Irgendwann nach jener Demonstration haben wir versucht, es etwas stiller um uns werden zu lassen. Freunde und Überzeugung waren zwar geblieben, aber einige Dinge hatten sich geändert. Es ergab mehr Sinn für uns, unsere Ziele anderswo als auf der Straße in Angriff zu nehmen. Unser Leben machte das jedoch auch nicht einfacher, mit dem Resultat, dass wir jetzt hier standen. Lagen.
Ich bin so erschöpft davon, einen ganzen Tag liegend zu verbringen, dass ich jetzt nicht einschlafen kann. Vorhin aber, als ich in unser Abteil zurückkam, hatte immerhin sie ein bisschen Schlaf gefunden, in den Straßenklamotten, auf der Tagesdecke. Jetzt aber scheint sich unter mir etwas zu regen, und ich will hinuntergehen und nach ihr schauen, mich zu ihr auf die Bettkante setzen.

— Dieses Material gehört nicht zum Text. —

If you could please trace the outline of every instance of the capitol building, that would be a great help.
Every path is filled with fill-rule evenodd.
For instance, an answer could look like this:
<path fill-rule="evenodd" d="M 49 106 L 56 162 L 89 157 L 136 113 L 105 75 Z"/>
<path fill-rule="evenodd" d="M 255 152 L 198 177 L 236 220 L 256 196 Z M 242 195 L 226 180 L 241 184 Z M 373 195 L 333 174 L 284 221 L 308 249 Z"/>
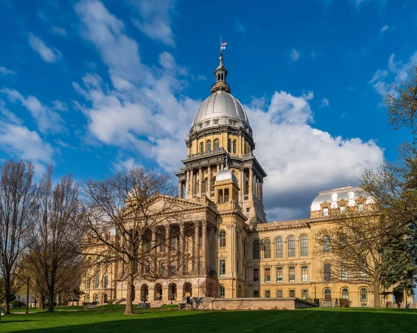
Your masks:
<path fill-rule="evenodd" d="M 311 198 L 309 218 L 268 221 L 263 206 L 268 170 L 256 159 L 250 120 L 231 95 L 227 74 L 221 55 L 211 94 L 191 124 L 183 167 L 175 172 L 175 200 L 184 222 L 159 231 L 167 238 L 183 233 L 174 243 L 183 252 L 182 264 L 167 278 L 136 278 L 134 304 L 158 306 L 210 296 L 316 299 L 327 306 L 348 299 L 351 306 L 373 307 L 365 281 L 330 276 L 331 254 L 318 255 L 315 241 L 317 233 L 330 225 L 329 211 L 350 206 L 361 211 L 370 202 L 360 188 L 324 190 Z M 172 261 L 169 247 L 156 250 L 163 252 L 164 262 Z M 126 282 L 117 279 L 117 268 L 100 274 L 83 279 L 83 300 L 123 302 Z"/>

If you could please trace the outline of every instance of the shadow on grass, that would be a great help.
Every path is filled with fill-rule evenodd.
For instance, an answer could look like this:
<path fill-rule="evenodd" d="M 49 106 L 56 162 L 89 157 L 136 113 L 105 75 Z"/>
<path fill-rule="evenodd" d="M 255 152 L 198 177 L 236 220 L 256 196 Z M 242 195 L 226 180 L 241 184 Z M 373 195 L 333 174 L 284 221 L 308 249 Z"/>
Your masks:
<path fill-rule="evenodd" d="M 35 327 L 13 325 L 15 320 L 0 324 L 0 332 L 66 333 L 72 332 L 131 332 L 186 331 L 279 332 L 416 332 L 417 311 L 395 309 L 306 309 L 295 311 L 192 311 L 122 314 L 79 312 L 35 314 Z M 62 318 L 60 319 L 60 316 Z M 43 316 L 43 318 L 42 318 Z M 19 318 L 20 319 L 20 318 Z M 28 318 L 28 319 L 29 319 Z M 19 320 L 20 322 L 24 320 Z M 53 326 L 54 323 L 57 325 Z M 65 325 L 63 325 L 63 323 Z M 6 324 L 5 326 L 3 325 Z M 8 327 L 8 325 L 10 325 Z M 60 325 L 60 326 L 58 326 Z M 4 331 L 3 330 L 6 330 Z"/>

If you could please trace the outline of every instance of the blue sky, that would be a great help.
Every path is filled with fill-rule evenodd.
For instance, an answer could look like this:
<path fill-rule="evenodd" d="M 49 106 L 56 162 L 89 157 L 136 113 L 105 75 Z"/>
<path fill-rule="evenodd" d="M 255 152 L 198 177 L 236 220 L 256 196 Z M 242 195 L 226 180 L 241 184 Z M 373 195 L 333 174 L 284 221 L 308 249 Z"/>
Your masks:
<path fill-rule="evenodd" d="M 417 63 L 417 3 L 2 1 L 0 159 L 82 181 L 172 172 L 210 92 L 219 38 L 268 177 L 268 220 L 395 161 L 382 96 Z"/>

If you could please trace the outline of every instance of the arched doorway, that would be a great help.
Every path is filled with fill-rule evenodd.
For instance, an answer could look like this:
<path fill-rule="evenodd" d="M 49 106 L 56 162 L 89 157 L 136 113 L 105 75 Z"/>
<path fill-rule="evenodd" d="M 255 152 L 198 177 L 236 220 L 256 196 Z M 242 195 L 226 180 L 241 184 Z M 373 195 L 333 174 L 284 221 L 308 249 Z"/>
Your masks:
<path fill-rule="evenodd" d="M 177 284 L 174 283 L 170 284 L 168 286 L 168 293 L 170 293 L 170 295 L 168 295 L 170 300 L 177 300 Z"/>
<path fill-rule="evenodd" d="M 193 297 L 193 286 L 190 282 L 186 282 L 183 286 L 183 296 L 187 299 L 187 302 L 190 303 Z"/>
<path fill-rule="evenodd" d="M 154 291 L 154 300 L 162 300 L 162 285 L 158 283 L 155 284 Z"/>
<path fill-rule="evenodd" d="M 148 300 L 149 290 L 147 284 L 142 284 L 140 286 L 140 302 L 147 302 Z"/>

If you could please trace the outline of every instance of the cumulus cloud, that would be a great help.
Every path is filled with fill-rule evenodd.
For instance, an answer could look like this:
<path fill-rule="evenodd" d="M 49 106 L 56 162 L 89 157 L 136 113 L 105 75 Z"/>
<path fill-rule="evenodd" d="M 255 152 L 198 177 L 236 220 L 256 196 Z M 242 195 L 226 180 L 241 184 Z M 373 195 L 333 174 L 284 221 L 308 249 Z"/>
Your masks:
<path fill-rule="evenodd" d="M 39 54 L 42 59 L 47 63 L 55 63 L 61 56 L 61 53 L 56 49 L 51 49 L 38 37 L 29 33 L 29 44 Z"/>
<path fill-rule="evenodd" d="M 37 172 L 42 174 L 53 162 L 51 145 L 26 127 L 0 122 L 0 143 L 13 157 L 31 161 Z"/>
<path fill-rule="evenodd" d="M 13 71 L 11 70 L 8 70 L 5 67 L 0 66 L 0 74 L 1 75 L 3 75 L 3 76 L 6 76 L 8 75 L 13 75 L 15 74 L 16 74 L 16 72 L 15 71 Z"/>
<path fill-rule="evenodd" d="M 323 108 L 325 106 L 329 106 L 329 99 L 327 98 L 323 98 L 322 99 L 321 104 L 320 104 L 320 108 Z"/>
<path fill-rule="evenodd" d="M 59 133 L 63 130 L 64 120 L 56 112 L 42 104 L 39 99 L 33 96 L 24 97 L 15 90 L 7 88 L 0 90 L 0 93 L 6 94 L 9 100 L 15 103 L 19 101 L 35 118 L 39 131 L 42 133 Z"/>
<path fill-rule="evenodd" d="M 291 61 L 295 62 L 298 59 L 300 59 L 300 52 L 298 52 L 295 49 L 293 48 L 289 53 L 289 57 Z"/>
<path fill-rule="evenodd" d="M 174 45 L 174 33 L 171 28 L 170 15 L 175 7 L 174 0 L 131 1 L 137 8 L 138 18 L 132 18 L 132 22 L 149 38 L 168 45 Z"/>
<path fill-rule="evenodd" d="M 313 97 L 275 92 L 269 105 L 245 107 L 256 159 L 268 174 L 263 197 L 269 221 L 308 216 L 318 191 L 357 184 L 366 168 L 383 161 L 373 140 L 334 137 L 309 124 Z"/>
<path fill-rule="evenodd" d="M 417 51 L 405 63 L 402 61 L 396 62 L 395 56 L 393 54 L 388 60 L 387 69 L 377 70 L 368 83 L 371 84 L 375 92 L 382 96 L 385 96 L 389 92 L 395 95 L 397 92 L 393 90 L 393 86 L 400 86 L 402 82 L 406 81 L 410 69 L 416 65 Z"/>

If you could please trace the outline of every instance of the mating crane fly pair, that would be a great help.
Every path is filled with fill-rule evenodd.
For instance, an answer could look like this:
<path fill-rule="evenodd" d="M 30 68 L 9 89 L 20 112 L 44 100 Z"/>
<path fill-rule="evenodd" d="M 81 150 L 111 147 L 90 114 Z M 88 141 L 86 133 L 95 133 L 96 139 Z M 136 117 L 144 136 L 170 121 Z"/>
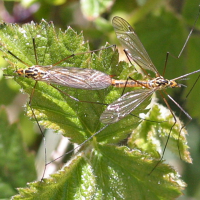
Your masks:
<path fill-rule="evenodd" d="M 106 110 L 102 113 L 100 117 L 100 121 L 106 126 L 101 128 L 98 132 L 90 136 L 87 140 L 85 140 L 83 143 L 81 143 L 78 147 L 82 146 L 86 142 L 88 142 L 92 137 L 100 133 L 103 129 L 105 129 L 109 124 L 118 122 L 128 114 L 130 114 L 132 111 L 134 111 L 139 105 L 141 105 L 148 97 L 150 97 L 155 91 L 159 90 L 159 93 L 161 94 L 164 102 L 166 103 L 167 107 L 169 108 L 173 118 L 174 118 L 174 124 L 172 125 L 167 142 L 170 138 L 170 133 L 173 129 L 173 127 L 176 124 L 176 117 L 174 113 L 172 112 L 169 104 L 167 103 L 166 99 L 163 97 L 163 93 L 165 93 L 180 109 L 182 112 L 185 113 L 185 115 L 191 120 L 192 118 L 190 115 L 182 109 L 182 107 L 170 97 L 165 89 L 170 87 L 181 87 L 181 84 L 176 83 L 176 80 L 182 79 L 184 77 L 187 77 L 191 74 L 195 74 L 200 72 L 200 70 L 182 75 L 180 77 L 174 78 L 172 80 L 167 80 L 163 76 L 159 74 L 156 67 L 153 65 L 151 59 L 149 58 L 145 48 L 143 47 L 142 43 L 140 42 L 139 38 L 135 34 L 133 28 L 130 26 L 128 22 L 126 22 L 124 19 L 120 17 L 114 17 L 113 18 L 113 27 L 115 29 L 115 33 L 117 35 L 117 38 L 121 42 L 124 52 L 126 53 L 127 57 L 133 61 L 134 64 L 138 65 L 142 72 L 148 76 L 147 70 L 152 71 L 155 74 L 155 78 L 150 78 L 150 80 L 147 81 L 140 81 L 140 80 L 115 80 L 112 78 L 112 76 L 107 75 L 103 72 L 94 70 L 94 69 L 83 69 L 83 68 L 74 68 L 74 67 L 58 67 L 57 65 L 60 64 L 62 61 L 75 56 L 71 55 L 63 60 L 49 66 L 29 66 L 25 62 L 23 62 L 21 59 L 19 59 L 17 56 L 15 56 L 12 52 L 8 51 L 9 54 L 14 56 L 16 59 L 18 59 L 20 62 L 25 64 L 28 69 L 18 69 L 16 70 L 16 73 L 18 75 L 23 75 L 27 78 L 32 78 L 36 81 L 44 81 L 47 83 L 54 83 L 58 85 L 63 85 L 67 87 L 73 87 L 73 88 L 79 88 L 79 89 L 86 89 L 86 90 L 100 90 L 107 88 L 109 86 L 114 87 L 142 87 L 142 89 L 134 90 L 131 92 L 127 92 L 124 95 L 122 95 L 120 98 L 118 98 L 116 101 L 111 103 Z M 196 23 L 196 21 L 195 21 Z M 193 29 L 192 29 L 193 30 Z M 191 32 L 192 32 L 191 30 Z M 190 32 L 190 34 L 191 34 Z M 189 36 L 190 36 L 189 34 Z M 189 36 L 186 40 L 186 43 L 189 39 Z M 186 45 L 185 43 L 185 45 Z M 183 46 L 183 49 L 185 47 Z M 182 51 L 183 51 L 182 49 Z M 98 51 L 98 50 L 95 50 Z M 182 53 L 181 51 L 181 53 Z M 93 52 L 93 51 L 90 51 Z M 90 53 L 86 52 L 86 53 Z M 179 56 L 181 55 L 179 54 Z M 82 53 L 79 53 L 82 54 Z M 76 54 L 76 55 L 79 55 Z M 35 53 L 36 55 L 36 53 Z M 178 56 L 178 57 L 179 57 Z M 167 59 L 166 59 L 167 60 Z M 165 65 L 166 67 L 166 65 Z M 51 85 L 55 88 L 54 85 Z M 57 88 L 58 89 L 58 88 Z M 59 89 L 58 89 L 59 90 Z M 60 90 L 59 90 L 60 91 Z M 66 93 L 64 93 L 66 94 Z M 33 95 L 33 92 L 32 92 Z M 68 94 L 66 94 L 70 98 L 80 101 Z M 30 100 L 31 100 L 30 96 Z M 84 102 L 84 101 L 80 101 Z M 94 103 L 94 102 L 92 102 Z M 32 110 L 33 111 L 33 110 Z M 34 115 L 35 116 L 35 115 Z M 37 121 L 37 119 L 36 119 Z M 39 124 L 38 124 L 39 125 Z M 183 128 L 183 127 L 182 127 Z M 181 130 L 180 130 L 181 132 Z M 166 145 L 167 145 L 166 142 Z M 166 149 L 166 145 L 164 147 L 163 154 Z M 77 148 L 78 148 L 77 147 Z M 72 150 L 73 151 L 73 150 Z M 67 152 L 71 153 L 70 152 Z M 60 157 L 59 157 L 60 158 Z M 161 159 L 163 158 L 163 155 Z M 49 163 L 47 163 L 49 164 Z M 156 165 L 157 166 L 157 165 Z"/>

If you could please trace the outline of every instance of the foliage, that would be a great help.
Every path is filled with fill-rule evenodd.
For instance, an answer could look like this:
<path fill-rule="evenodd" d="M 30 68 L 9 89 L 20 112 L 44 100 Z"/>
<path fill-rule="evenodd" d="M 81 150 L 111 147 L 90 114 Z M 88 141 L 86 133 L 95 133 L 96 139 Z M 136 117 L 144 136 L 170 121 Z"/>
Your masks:
<path fill-rule="evenodd" d="M 90 2 L 92 3 L 92 1 Z M 153 2 L 155 4 L 152 4 Z M 46 11 L 42 15 L 42 10 L 47 6 L 47 3 L 44 3 L 44 1 L 40 3 L 41 7 L 36 13 L 35 18 L 40 19 L 40 16 L 42 16 L 51 19 L 50 11 Z M 157 6 L 153 7 L 152 5 Z M 77 29 L 84 29 L 84 34 L 91 38 L 90 41 L 93 43 L 93 48 L 96 48 L 99 42 L 105 44 L 105 41 L 108 40 L 112 43 L 118 43 L 113 35 L 110 21 L 100 16 L 102 12 L 110 12 L 109 8 L 104 8 L 102 11 L 101 7 L 98 12 L 94 11 L 94 14 L 98 14 L 92 16 L 92 10 L 90 9 L 87 15 L 87 7 L 86 5 L 84 6 L 84 15 L 89 16 L 88 19 L 94 20 L 94 24 L 90 24 L 86 29 L 82 26 L 83 23 L 80 22 L 81 26 Z M 194 22 L 195 15 L 191 16 L 190 13 L 197 13 L 198 11 L 197 6 L 193 6 L 188 6 L 186 2 L 182 8 L 181 14 L 183 16 L 180 17 L 177 15 L 177 12 L 165 9 L 163 1 L 151 1 L 151 4 L 147 1 L 144 5 L 141 2 L 139 4 L 139 1 L 137 3 L 127 2 L 127 5 L 124 5 L 123 2 L 116 2 L 113 5 L 110 15 L 120 15 L 131 24 L 134 22 L 134 28 L 138 36 L 144 43 L 147 52 L 150 54 L 156 67 L 158 67 L 159 72 L 162 72 L 165 52 L 170 50 L 174 55 L 178 55 L 180 52 L 187 36 L 185 25 L 192 25 Z M 137 9 L 134 10 L 133 7 Z M 65 23 L 72 23 L 68 21 L 72 18 L 70 15 L 74 9 L 72 5 L 67 4 L 67 6 L 62 6 L 62 8 L 57 7 L 56 9 L 60 9 L 61 11 L 57 17 L 63 19 L 59 20 L 59 23 L 60 21 L 63 22 L 60 26 L 63 27 Z M 148 20 L 145 20 L 145 16 L 148 16 Z M 111 31 L 112 33 L 109 33 Z M 38 64 L 40 65 L 54 64 L 73 53 L 88 51 L 88 44 L 83 43 L 82 34 L 77 35 L 71 28 L 68 28 L 63 33 L 61 30 L 55 30 L 53 24 L 48 24 L 45 21 L 42 21 L 40 25 L 33 23 L 23 25 L 22 28 L 18 25 L 1 24 L 1 51 L 6 60 L 11 63 L 4 70 L 4 73 L 14 75 L 14 80 L 23 88 L 23 92 L 29 95 L 32 92 L 35 81 L 15 76 L 14 70 L 27 68 L 27 66 L 13 58 L 8 53 L 8 50 L 27 63 L 28 66 L 37 64 L 32 43 L 33 37 L 35 38 L 36 54 Z M 198 54 L 199 47 L 195 42 L 195 37 L 197 36 L 192 36 L 191 42 L 188 44 L 189 49 L 187 54 L 182 56 L 181 59 L 176 60 L 170 57 L 165 77 L 174 78 L 184 74 L 184 72 L 197 70 L 195 67 L 198 56 L 194 55 Z M 160 55 L 161 52 L 162 55 Z M 187 63 L 189 63 L 189 68 L 187 68 Z M 97 69 L 107 74 L 112 74 L 118 79 L 126 79 L 133 72 L 133 66 L 129 67 L 125 62 L 118 63 L 118 53 L 111 48 L 102 50 L 98 54 L 91 55 L 88 53 L 77 55 L 59 65 L 62 67 Z M 131 76 L 137 77 L 138 75 L 134 73 Z M 190 80 L 186 81 L 190 83 Z M 18 87 L 13 85 L 12 79 L 8 79 L 7 83 L 4 80 L 3 83 L 3 85 L 1 84 L 1 88 L 3 91 L 6 91 L 6 93 L 3 92 L 6 95 L 1 102 L 9 104 L 10 99 L 15 97 Z M 101 103 L 111 103 L 122 93 L 122 90 L 112 87 L 98 91 L 86 91 L 58 85 L 56 87 L 80 100 Z M 8 93 L 8 90 L 12 92 Z M 172 92 L 169 91 L 169 93 Z M 191 94 L 193 96 L 188 101 L 189 105 L 191 99 L 196 99 L 196 96 L 198 96 L 195 91 Z M 195 102 L 197 101 L 195 100 Z M 195 102 L 192 105 L 195 105 Z M 141 111 L 143 113 L 148 112 L 148 110 L 144 111 L 148 104 L 149 101 L 144 103 L 133 114 L 138 115 Z M 105 106 L 76 102 L 43 82 L 38 82 L 34 90 L 31 106 L 40 125 L 61 132 L 64 136 L 69 137 L 72 142 L 78 144 L 104 127 L 100 123 L 99 117 Z M 26 106 L 26 110 L 28 116 L 34 120 L 32 111 L 28 105 Z M 199 113 L 197 111 L 196 106 L 188 108 L 188 112 L 191 115 L 196 113 L 195 115 L 198 116 Z M 6 117 L 3 116 L 3 118 L 5 119 Z M 23 118 L 24 116 L 20 116 L 20 122 Z M 163 150 L 163 144 L 165 144 L 169 129 L 173 124 L 173 118 L 159 104 L 152 106 L 152 109 L 145 118 L 156 122 L 142 121 L 140 123 L 141 120 L 133 116 L 128 116 L 116 124 L 109 125 L 95 138 L 86 143 L 65 164 L 63 170 L 54 174 L 52 178 L 44 179 L 43 182 L 29 183 L 28 188 L 20 188 L 20 194 L 16 195 L 14 199 L 49 199 L 49 195 L 54 199 L 80 199 L 83 197 L 86 199 L 91 199 L 92 197 L 94 199 L 103 199 L 104 196 L 107 199 L 113 199 L 113 197 L 117 199 L 132 199 L 133 195 L 135 199 L 146 199 L 147 197 L 148 199 L 174 199 L 179 196 L 181 189 L 185 185 L 179 179 L 177 172 L 170 166 L 160 163 L 152 174 L 148 175 L 160 158 L 158 152 L 161 153 Z M 178 121 L 167 146 L 167 148 L 178 156 L 177 139 L 181 126 L 182 123 Z M 22 132 L 29 135 L 29 129 L 31 128 L 30 125 L 27 127 L 28 129 L 22 127 Z M 127 136 L 131 132 L 132 134 L 127 139 Z M 9 133 L 15 134 L 13 130 L 9 131 Z M 185 134 L 186 131 L 183 130 L 181 139 L 179 140 L 181 157 L 185 161 L 191 162 Z M 123 139 L 127 139 L 127 141 L 121 142 Z M 16 144 L 14 146 L 17 148 Z M 19 154 L 23 155 L 22 153 Z M 26 160 L 25 155 L 23 159 L 24 161 Z M 34 171 L 34 169 L 30 169 L 31 171 Z M 26 175 L 24 176 L 26 177 Z M 35 178 L 33 176 L 30 179 L 34 180 Z M 30 179 L 27 178 L 26 181 L 31 181 Z M 14 187 L 25 186 L 25 182 L 23 184 L 18 184 L 17 181 L 14 182 L 16 184 Z M 8 187 L 13 190 L 12 184 L 8 183 Z M 13 191 L 7 194 L 7 197 L 12 194 L 14 194 Z"/>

»Guck mal,« sagt sie, leicht verlegen nach unten blickend, »was ich grade gefunden habe.«
Sie zieht den Einkaufszettel von heute morgen aus der Hosentasche. Ich muss unwillkürlich an all die Sachen denken, die darauf stehen. Der Stift, den sie zum Aufschreiben der Liste nahm, findet sich in der gleichen Tasche. Sie setzt sich auf und drückt mir die Liste auf die Brust:
»Weißt du, was brauche ich schon all diese Dinge, wenn ich mit dir unterwegs bin?« Sie streicht den ersten Eintrag durch und guckt mir in die Augen. »Du bist schon lang das Salz der Erde für mich.« Ein weiterer Strich, »und auch das Sprudelwasser, oder zumindest der Sprudel darin. Du bist das Brot meines Lebens.« Sie guckt mich ernst an. »Sei meine Seidenstraße für mich, ob Muskat oder Mohn.« Jeden Strich spüre ich durch die Jacke. Ich erwische mich dabei, wie ich, als würde ich beten, nachzähle, was wir uns heute Morgen noch als letzte Erinnerungen an die Heimat aufgeschrieben haben. »Die Fische? Deine Lebendigkeit hat sie schon seit Jahren für mich ersetzt.« Strich. »Ohne dich hätte ich nie Wein getrunken, warum sollte ich es mit dir tun? Du bist mir doch all mein Wein der Welt.« Ein letzter Strich, der das Papier zerreißt und eine leichte Spur auf der Jacke hinterlässt. »Was brauche ich Geist mir dir? Sind wir doch die Saat und der Felsen, auf dem wir unser neues Leben gründen wollen.«
Angesichts all ihrer Ernsthaftigkeit fange ich erst jetzt an zu schmunzeln. »Im Angesicht der Verzweiflung haben es die verrückten Dinge schon immer verdient, ausprobiert zu werden.«, sage ich nachdenklich zu ihr. »Solange wir noch reden können …« Spuren werden ihre Sätze jedenfalls hinterlassen. Und schließlich kann auch ich einschlafen.